If nothing else, there's a baseline assumption in class-based games that a character will use all of their abilities at some point. That's why your skills improve at all, even if you don't get XP from using them; the assumption is that you're using those skills in proportion to how many monsters you defeat (or how much gold you find), such that we only need to track one variable (monsters, or gold), in order to make generalizations about all of your abilities. Your character shouldn't even have abilities, if they are never going to use them.
Maybe that's an unreasonable assumption, but ignoring that assumption adds a lot of complexity to the mechanics. I know that third edition had a suggestion in the DMG that the DM should only let a PC gain ranks in a skill if they actually used that skill since the previous level, but I also seem to recall that the advice wasn't repeated in Pathfinder (in spite of it being the same exact game with the same exact assumptions of play), and my only explanation is that they figured it wasn't worth the effort to track.
That leads into the issue of role-playing in order to bypass mechanical restrictions, which is more evident with the simplified weapon proficiencies introduced in third edition. In second edition, your fighter could take proficiency with longsword or battle axe, but a third edition fighter is automatically proficient with all martial weapons. And it's not the case that every single fighter ever has actually trained with longswords and rapiers and battle axes and glaives and heavy flails and so on, as much as role-playing your fighter as a weaponsmaster who
had done that would not be mechanically unbalanced, so they just handwave it all rather than requiring every fighter to explicitly have done so.
If your objection is that a wizard shouldn't get better with a sword unless they actually practice, and your objection can be overcome by the player remembering to say that they practice swordfighting every night, then the alternative case (where the wizard doesn't practice swordfighting) is not worth modeling mechanically.
And there stands the difference in our positions, in a nutshell. You see it as a problem that a Wizard isn't also a minor duelist, and I don't.
Is your objection to all class-and-level games, then? Because every such game that I'm aware of - certainly every edition of D&D, at least - has had spellcasters automatically advance with their weapon abilities (combat matrix, THAC0, BAB, level-bonus, or proficiency bonus) regardless of whether they actually used them.
That's a different question than whether advancement rates should be symmetric or not. If you think wizards shouldn't advance at all with their weapon skills, then that's understandable, especially from a verisimilitude standpoint. Especially in 5E, where everyone has cantrips, it's fair to assume that a wizard never actually swings their sword.

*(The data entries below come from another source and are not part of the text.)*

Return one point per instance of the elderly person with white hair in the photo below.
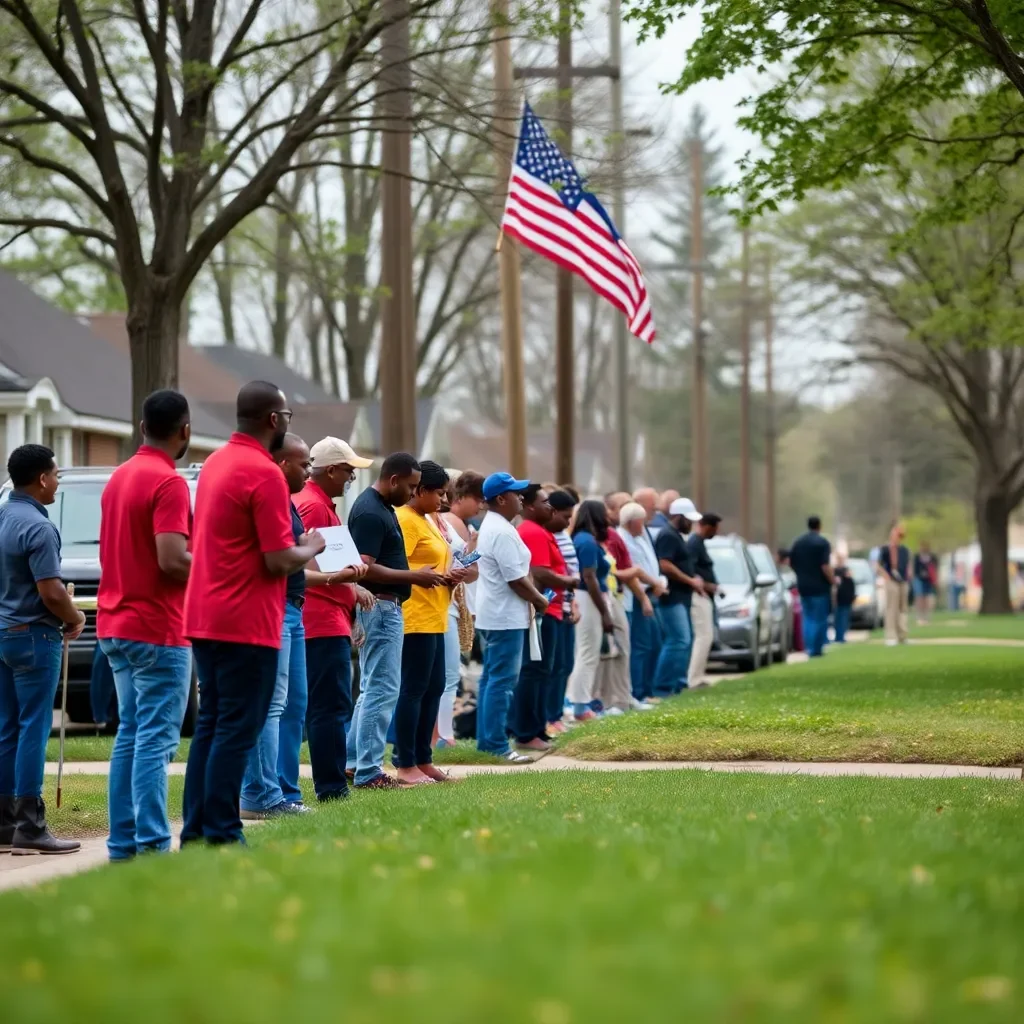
(645, 631)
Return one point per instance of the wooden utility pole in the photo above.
(398, 355)
(770, 534)
(698, 396)
(563, 74)
(564, 343)
(508, 258)
(623, 454)
(744, 388)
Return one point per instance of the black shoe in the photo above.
(6, 823)
(31, 834)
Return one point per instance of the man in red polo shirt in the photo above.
(243, 550)
(143, 548)
(328, 621)
(527, 717)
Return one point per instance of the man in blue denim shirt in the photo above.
(34, 605)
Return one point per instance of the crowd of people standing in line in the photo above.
(599, 606)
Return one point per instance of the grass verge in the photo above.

If you're willing to assume some amount of advancement with abilities that aren't explicitly used during play, though, then we can move on to the question of how much. (If you're not, then fine, but you should be objecting to the whole class-and-level system in that case.) If we're going to say that the wizard gets better with their sword over time, then how much better should they get? Should they improve much more slowly than the fighter, such that we're technically tracking the math even though it will never come up during play? Or should their relative disadvantage remain constant, such that there's a chance (however minor) that they might actually use that ability, and the math doesn't collapse into the inadequacy of d20 granularity when they attempt to do so? From a perspective of gameplay balance, the answer seems obvious.